Mistrial in molestation case
A child molestation case that included a face-to-face interview with Spokane Police Chief Anne Kirkpatrick ended in a mistrial Friday after a Spokane jury declared itself hopelessly deadlocked in the trial of 21-year-old Ransom R. Haskins, accused of fondling a 6-year-old in her South Hill home during a drinking party hosted by her half-sister and brother-in-law.
Spokane County Superior Court Judge Kathleen O’Connor dismissed the molestation charge against Haskins and also dismissed a charge of second-degree rape for another incident during the same Sept. 22, 2006, party involving a woman who was a friend of the couple holding the party. Haskins was scheduled to stand trial Monday on the rape charge.
Presiding juror Stacy Lavin of Spokane said the six-man, six-woman jury was leaning 9 to 3 in favor of acquitting Haskins but couldn’t reach a unanimous verdict. “The state just didn’t have the evidence. That’s where we ended up,” Lavin said.
Attorney David Hearrean, who represented Haskins with Timothy Note, said the case had badly damaged Haskins’ reputation although he has no criminal record. He had a job but lost it after the charges were filed, Hearrean said.
Note said the case “was built solely on innuendo” by overzealous police investigators.
“The jury had doubts. A verdict has to be beyond a reasonable doubt. That’s our justice system,” said Spokane County Deputy Prosecutor John Love.
In closing arguments Thursday, Love and Note clashed on the quality of the state’s case against Haskins.

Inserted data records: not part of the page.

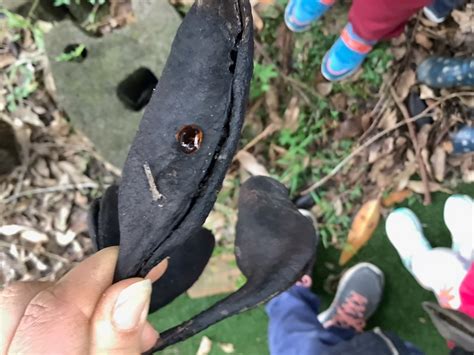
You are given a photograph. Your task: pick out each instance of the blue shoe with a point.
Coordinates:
(346, 55)
(442, 72)
(299, 14)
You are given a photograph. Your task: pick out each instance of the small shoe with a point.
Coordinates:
(459, 217)
(358, 295)
(405, 232)
(346, 55)
(300, 14)
(441, 271)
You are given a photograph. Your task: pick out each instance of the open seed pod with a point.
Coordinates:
(274, 245)
(176, 165)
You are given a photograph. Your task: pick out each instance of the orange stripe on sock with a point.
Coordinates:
(353, 44)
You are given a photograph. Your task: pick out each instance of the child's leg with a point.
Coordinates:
(374, 20)
(294, 327)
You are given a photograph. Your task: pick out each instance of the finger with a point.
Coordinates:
(83, 286)
(157, 271)
(119, 319)
(149, 337)
(63, 311)
(14, 300)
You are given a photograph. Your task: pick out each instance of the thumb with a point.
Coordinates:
(119, 319)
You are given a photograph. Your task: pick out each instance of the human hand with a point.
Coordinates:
(82, 313)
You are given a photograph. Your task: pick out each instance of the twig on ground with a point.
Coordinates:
(416, 146)
(379, 135)
(379, 108)
(49, 190)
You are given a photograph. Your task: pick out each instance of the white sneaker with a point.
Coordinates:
(432, 16)
(459, 218)
(440, 271)
(405, 232)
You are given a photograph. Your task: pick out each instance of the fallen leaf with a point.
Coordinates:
(419, 187)
(205, 346)
(398, 52)
(339, 101)
(438, 163)
(324, 88)
(363, 226)
(388, 120)
(228, 348)
(250, 164)
(423, 40)
(33, 236)
(396, 197)
(292, 114)
(464, 20)
(64, 239)
(405, 82)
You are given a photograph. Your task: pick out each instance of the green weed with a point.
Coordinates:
(68, 2)
(75, 54)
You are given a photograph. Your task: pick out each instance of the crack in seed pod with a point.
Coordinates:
(190, 138)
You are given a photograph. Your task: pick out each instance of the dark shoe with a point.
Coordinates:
(357, 298)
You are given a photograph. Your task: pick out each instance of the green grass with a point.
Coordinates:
(400, 310)
(246, 331)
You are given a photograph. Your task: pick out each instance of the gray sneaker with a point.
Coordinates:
(358, 295)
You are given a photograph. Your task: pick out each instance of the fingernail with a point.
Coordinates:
(131, 307)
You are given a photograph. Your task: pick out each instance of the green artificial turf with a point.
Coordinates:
(400, 310)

Although the child initially identified another man as the person she thought had crawled into her bed, Love said it couldn’t have been the other man because he was in juvenile detention at the time for helping torch the library at Sacajawea Middle School on Sept. 8, 2006.
The second-grader, now 8, testified she couldn’t see the man because it was dark.
Love reminded the jury that the girl’s half-sister and brother-in-law testified they found Haskins in bed with her when the party broke up and told him to leave. After the child told her father she’d been touched inappropriately, the older sister testified Haskins told her that he was drunk and had mistaken the child for the older woman he’d approached at the party.
The touching that occurred in the child’s bed “wasn’t brief and it wasn’t an accident,” Love said.
Note told the jury the state hadn’t proved its case and suggested the child might have been confusing the Sept. 22 party with an earlier one. He said a series of drinking parties had been held at the South Hill home, the girl’s mother had been in jail during some of them and the testimony of the older sister lacked credibility.
Note said a police interview conducted at Jefferson Elementary School in December 2006 with the school principal and Chief Kirkpatrick in attendance could have pressured the child to tell the police investigator “what he wanted to hear.”
Note accused Spokane Police Department Detective Bill Marshall of not doing a thorough investigation because he never interviewed the other man who was in detention.
“If you’re not sure, your verdict must be not guilty. This case is rife with reasonable doubt,” Note added.
Love, in rebuttal, said it would have been useless to interview the other man because he had a solid alibi.
“The tragedy would be if (the other man) were here. There’s direct evidence he was in custody that night,” Love said.
The case went to the jury at 4 p.m. Thursday. Lavin sent a note to O’Connor on Friday afternoon to tell her they were deadlocked.